The Saturable Electronic Reluctance Switch: Switchable low-power and low-noise generation of magnetic fields using permanent magnets

TL;DR

The paper introduces the Saturable Electronic Reluctance Switch (SERS), a hybrid magnetic switch that provides ultra-stable, low-noise, and low-power magnetic field control suitable for quantum computing and other applications.

Contribution

A novel bi-stable magnetic switching technique using a non-linear ferromagnetic circuit that reduces power dissipation and noise compared to existing methods.

Findings

SERS achieves bi-stable switching with minimal influence on magnetic field output.

The device reduces power dissipation by an order of magnitude compared to traditional wires.

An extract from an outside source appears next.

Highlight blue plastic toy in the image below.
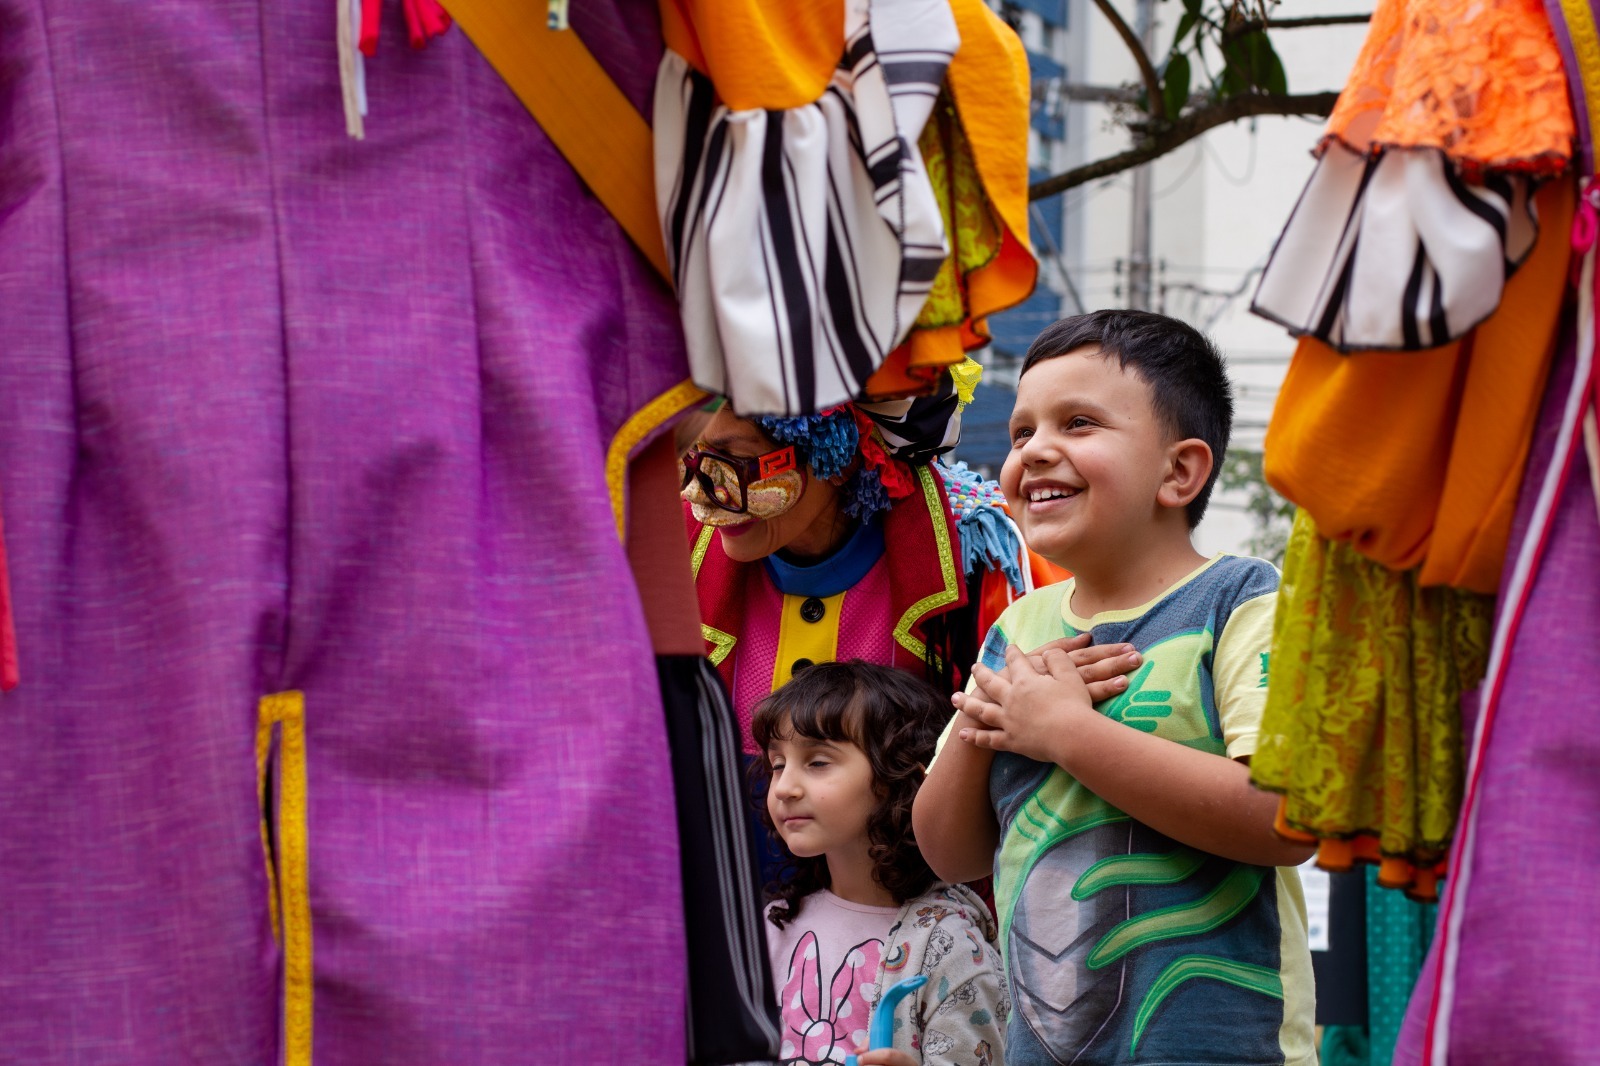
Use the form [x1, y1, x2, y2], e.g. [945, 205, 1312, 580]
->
[843, 974, 928, 1066]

Magnetic field noise from current fluctuations is suppressed by up to five orders of magnitude.

Abstract

Across many areas of science, there is a need to generate magnetic fields that are both ultra-stable and switchable on and off. While permanent and superconducting magnets offer exceptionally low-noise fields, they are not readily switchable. Conversely, electromagnets are switchable but are susceptible to current noise. We present a hybrid technique to switch the field of any arbitrary magnet through use of a non-linear ferromagnetic circuit, named the Saturable Electronic Reluctance Switch (SERS). The circuit achieves bi-stable switching of the field by applying a current above a given threshold, akin to a transistor for magnetic fields. Crucially, the applied current has minimal influence on the magnetic field output and demagnetisation of the magnet is avoided, drastically reducing power dissipation. SERS is also robust to fabrication errors, suppressing noise in the control current by several orders of magnitude in a non-ideal device. To illustrate its application, a SERS-driven device is proposed for generating ultra-stable magnetic field gradients in a scalable trapped-ion quantum computer. We find this device offers an order of magnitude reduction in power dissipation compared to state-of-the-art current carrying wires, while reducing magnetic field noise originating from current fluctuations by up to five orders of magnitude.